Witcha Gonna Do? (Witchington #1)(18)



I’m hoping for the answer to be “a peaceful life in the library with no Council or Resistance agents looking over my shoulder and my parents off enjoying their lives as free people again,” but one look at Griselda’s face confirms that it is not going to be that. “What do the cards say?”

“That your whole life is about to change.”

From his spot at the window, raccoon Newt lifts his glass in a toast.

Fuck. My. Life.





Chapter Nine


    Tilda . . .



It’s not every day I get summoned to go see Griselda, but here I am on her front porch with a few sprigs of fresh thyme from our family garden and exactly thirteen dried blue violet petals pressed between sheets of thin parchment per her message sent via hummingbird. I have no idea what spell she’s going to be cooking in her kitchen cauldron, but it’s going to smell better than her bunion soup from the other day.

Griselda opens her front door and lets out a relieved sigh. “Thank the fates, you’re here.” She snags the bag of goodies I brought and clutches it to her vintage Soundgarden shirt with tour dates from 1994 on it.

“Come inside.”

I follow her back to the kitchen, where there’s a tipsy-looking raccoon and also the hobgoblin of my nightmares sitting at the table and drinking what looks like whiskey. Okay, it’s actually Gil Connolly, but that’s practically the same thing—especially since he’s wearing a woolly sweater that is almost the exact shade of woodsy green of a hobgoblin’s hair and, you know, he’s mostly evil.

He glances over at me and there’s a flash of shock in his green eyes, and for a second his lips start to turn upward as my pulse skitters into overdrive and every nerve in my body becomes a tool of divination tuned in only to him. There’s a whole inhale of an almost-moment when everything feels light and the soft kind of warm, like when you wrap yourself in a towel straight out of the dryer. However, by the exhale, he catches himself and the smile inverses into a scowl directed right at me. All that fuzzy heat turns into a backdraft fire of embarrassment at getting fooled again that toasts me to a burnt crisp.

Determined to ignore the asshole at the table, even if I’m still pretty curious about the raccoon, I sidle up to Griselda at the island. “Why is he here?”

“Because,” she says as she stirs the thyme-scented broth starting to bubble in her cauldron, “I’m sending you two on a mission.”

Gil’s jaw tightens and he shoots up from his chair. I swear I can see him counting to sixty billion in his head as he strides across the flagstone floor over to us. Paying me no mind—who cares if I am ignoring him, it is so rude of him to pretend I’m not even here—he stops on the opposite side of the island from Griselda and plants his palms on the slate countertop, practically vibrating with annoyed disbelief.

“She’s going on a mission?” he asks, his voice low as if I’m not right here.

“Yes,” Griselda says as she adds in the blue violet petals one at a time. “I need you both to go out and gather agaric mushrooms for a spell.”
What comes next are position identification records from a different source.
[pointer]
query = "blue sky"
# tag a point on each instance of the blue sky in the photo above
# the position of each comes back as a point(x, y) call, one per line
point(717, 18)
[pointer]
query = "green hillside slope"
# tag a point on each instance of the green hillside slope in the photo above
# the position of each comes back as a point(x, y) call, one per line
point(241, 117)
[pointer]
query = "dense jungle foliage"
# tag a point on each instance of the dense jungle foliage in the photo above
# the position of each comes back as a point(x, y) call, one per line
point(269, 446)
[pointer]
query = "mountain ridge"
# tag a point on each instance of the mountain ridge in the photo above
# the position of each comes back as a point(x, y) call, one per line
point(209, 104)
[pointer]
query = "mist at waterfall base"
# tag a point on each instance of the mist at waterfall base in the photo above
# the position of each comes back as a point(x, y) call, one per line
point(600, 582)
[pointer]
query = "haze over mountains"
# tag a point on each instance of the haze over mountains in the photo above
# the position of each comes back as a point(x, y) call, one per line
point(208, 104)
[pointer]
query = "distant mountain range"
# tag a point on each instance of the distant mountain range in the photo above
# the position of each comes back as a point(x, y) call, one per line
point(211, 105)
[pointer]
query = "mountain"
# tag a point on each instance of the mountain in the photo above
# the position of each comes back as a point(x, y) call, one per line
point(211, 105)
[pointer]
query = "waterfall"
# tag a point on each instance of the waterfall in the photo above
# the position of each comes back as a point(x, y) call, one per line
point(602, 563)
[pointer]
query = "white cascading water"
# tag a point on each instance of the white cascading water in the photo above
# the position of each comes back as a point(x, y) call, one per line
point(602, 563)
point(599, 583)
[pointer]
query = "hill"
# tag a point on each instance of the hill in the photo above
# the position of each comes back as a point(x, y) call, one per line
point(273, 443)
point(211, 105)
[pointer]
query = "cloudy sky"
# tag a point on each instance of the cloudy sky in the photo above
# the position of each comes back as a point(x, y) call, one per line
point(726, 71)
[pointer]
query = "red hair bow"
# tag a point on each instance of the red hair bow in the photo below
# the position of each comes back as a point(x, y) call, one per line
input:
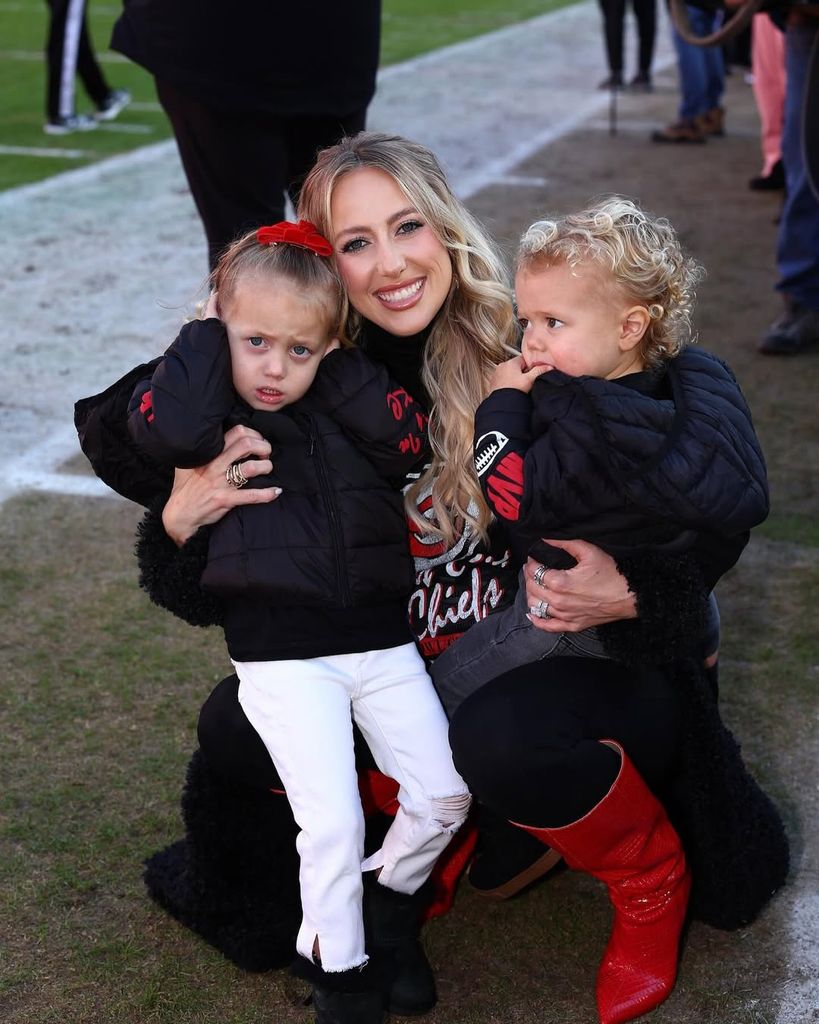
point(304, 235)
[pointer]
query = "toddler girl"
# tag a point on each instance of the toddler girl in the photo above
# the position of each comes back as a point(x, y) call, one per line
point(314, 585)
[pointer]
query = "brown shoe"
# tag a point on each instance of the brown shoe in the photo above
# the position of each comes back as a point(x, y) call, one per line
point(680, 131)
point(713, 122)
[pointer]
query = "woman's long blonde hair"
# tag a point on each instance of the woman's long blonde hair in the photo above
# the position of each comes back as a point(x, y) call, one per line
point(472, 333)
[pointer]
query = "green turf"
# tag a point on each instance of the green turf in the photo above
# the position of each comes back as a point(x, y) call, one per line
point(410, 28)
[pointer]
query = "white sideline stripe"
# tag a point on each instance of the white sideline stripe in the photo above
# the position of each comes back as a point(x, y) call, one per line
point(519, 181)
point(58, 483)
point(16, 8)
point(33, 151)
point(106, 57)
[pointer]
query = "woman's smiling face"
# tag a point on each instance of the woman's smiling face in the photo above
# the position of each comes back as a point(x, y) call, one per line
point(395, 269)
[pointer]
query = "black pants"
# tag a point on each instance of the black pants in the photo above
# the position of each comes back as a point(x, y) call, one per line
point(613, 19)
point(69, 52)
point(527, 743)
point(241, 165)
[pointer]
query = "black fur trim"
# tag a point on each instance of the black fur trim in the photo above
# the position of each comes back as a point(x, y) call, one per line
point(171, 576)
point(732, 833)
point(234, 878)
point(671, 608)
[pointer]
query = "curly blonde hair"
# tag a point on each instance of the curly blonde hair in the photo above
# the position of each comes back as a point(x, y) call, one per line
point(314, 275)
point(643, 255)
point(472, 333)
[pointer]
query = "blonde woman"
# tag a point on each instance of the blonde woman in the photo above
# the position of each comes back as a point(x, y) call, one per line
point(429, 299)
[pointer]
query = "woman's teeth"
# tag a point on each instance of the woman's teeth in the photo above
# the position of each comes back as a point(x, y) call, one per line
point(401, 294)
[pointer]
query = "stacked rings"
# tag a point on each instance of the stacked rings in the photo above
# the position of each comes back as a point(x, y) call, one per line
point(234, 476)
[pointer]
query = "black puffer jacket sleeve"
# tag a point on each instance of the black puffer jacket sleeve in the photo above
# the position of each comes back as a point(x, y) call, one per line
point(178, 420)
point(386, 422)
point(604, 460)
point(171, 576)
point(101, 426)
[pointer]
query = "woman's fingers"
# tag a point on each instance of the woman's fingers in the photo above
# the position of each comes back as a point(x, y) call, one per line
point(591, 593)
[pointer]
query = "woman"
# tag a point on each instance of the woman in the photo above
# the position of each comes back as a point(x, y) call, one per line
point(428, 298)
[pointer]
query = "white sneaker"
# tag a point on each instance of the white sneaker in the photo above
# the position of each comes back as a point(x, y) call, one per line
point(114, 103)
point(69, 124)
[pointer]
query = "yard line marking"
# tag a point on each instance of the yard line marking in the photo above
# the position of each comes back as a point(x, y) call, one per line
point(15, 8)
point(33, 151)
point(125, 129)
point(106, 57)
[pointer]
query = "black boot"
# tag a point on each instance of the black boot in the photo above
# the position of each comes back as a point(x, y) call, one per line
point(392, 927)
point(352, 996)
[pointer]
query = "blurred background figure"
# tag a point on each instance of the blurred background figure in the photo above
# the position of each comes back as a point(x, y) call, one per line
point(253, 89)
point(613, 23)
point(798, 245)
point(701, 71)
point(768, 68)
point(69, 53)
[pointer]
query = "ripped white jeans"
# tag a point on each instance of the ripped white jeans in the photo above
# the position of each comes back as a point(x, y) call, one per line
point(303, 711)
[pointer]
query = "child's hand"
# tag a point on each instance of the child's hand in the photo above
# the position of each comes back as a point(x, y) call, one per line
point(513, 373)
point(211, 307)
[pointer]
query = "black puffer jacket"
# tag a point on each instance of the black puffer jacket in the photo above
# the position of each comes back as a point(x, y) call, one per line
point(630, 463)
point(336, 539)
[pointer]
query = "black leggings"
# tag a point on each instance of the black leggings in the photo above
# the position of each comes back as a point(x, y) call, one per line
point(613, 20)
point(528, 742)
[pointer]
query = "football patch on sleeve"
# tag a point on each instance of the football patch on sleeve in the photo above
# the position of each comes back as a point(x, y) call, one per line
point(487, 449)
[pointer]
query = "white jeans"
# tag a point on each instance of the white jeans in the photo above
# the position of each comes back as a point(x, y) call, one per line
point(303, 711)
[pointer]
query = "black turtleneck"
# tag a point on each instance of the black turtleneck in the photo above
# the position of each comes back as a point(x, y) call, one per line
point(402, 356)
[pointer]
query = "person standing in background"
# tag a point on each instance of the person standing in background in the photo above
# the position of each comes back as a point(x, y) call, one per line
point(768, 65)
point(69, 52)
point(253, 91)
point(798, 244)
point(613, 19)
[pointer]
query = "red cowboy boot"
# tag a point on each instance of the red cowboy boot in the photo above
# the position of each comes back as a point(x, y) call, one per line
point(628, 842)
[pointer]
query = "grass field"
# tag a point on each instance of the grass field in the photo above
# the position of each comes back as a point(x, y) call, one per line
point(410, 28)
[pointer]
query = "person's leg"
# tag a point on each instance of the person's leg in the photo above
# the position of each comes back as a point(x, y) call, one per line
point(768, 62)
point(401, 718)
point(645, 12)
point(798, 248)
point(88, 67)
point(693, 94)
point(399, 715)
point(61, 50)
point(309, 133)
point(527, 743)
point(557, 742)
point(497, 644)
point(613, 19)
point(714, 66)
point(235, 165)
point(302, 712)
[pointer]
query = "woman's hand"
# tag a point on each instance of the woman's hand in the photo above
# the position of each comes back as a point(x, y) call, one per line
point(591, 593)
point(202, 496)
That announcement makes Gil’s jaw drop and my brain jerks to a stop for a second before I blurt out, “But they’re poisonous.”

“Bah.” Griselda waves her hand dismissively. “That’s highly exaggerated.”

“Yeah, that whole death-cap-mushroom PR campaign they’ve got going with posters in every herb shop and apothecary is a real stroke of genius,” Gil grumbles.

“Keeps the supply available for those who have legitimate use for it,” Griselda says. “I just use them for a little nonmagical zombie powder—temporary, of course. For fifteen minutes, the witch or goblin or mean fairy is mellowed to the point of inactivity.”

“Why do you need it?” I ask, racking my brain for any spell that isn’t deadly that calls for one of the most poisonous ingredients that can be found in witchery.

“If I wanted you to know,” my godmother says, the first bit of annoyance creeping into her tone, “I would have told you in the first place.”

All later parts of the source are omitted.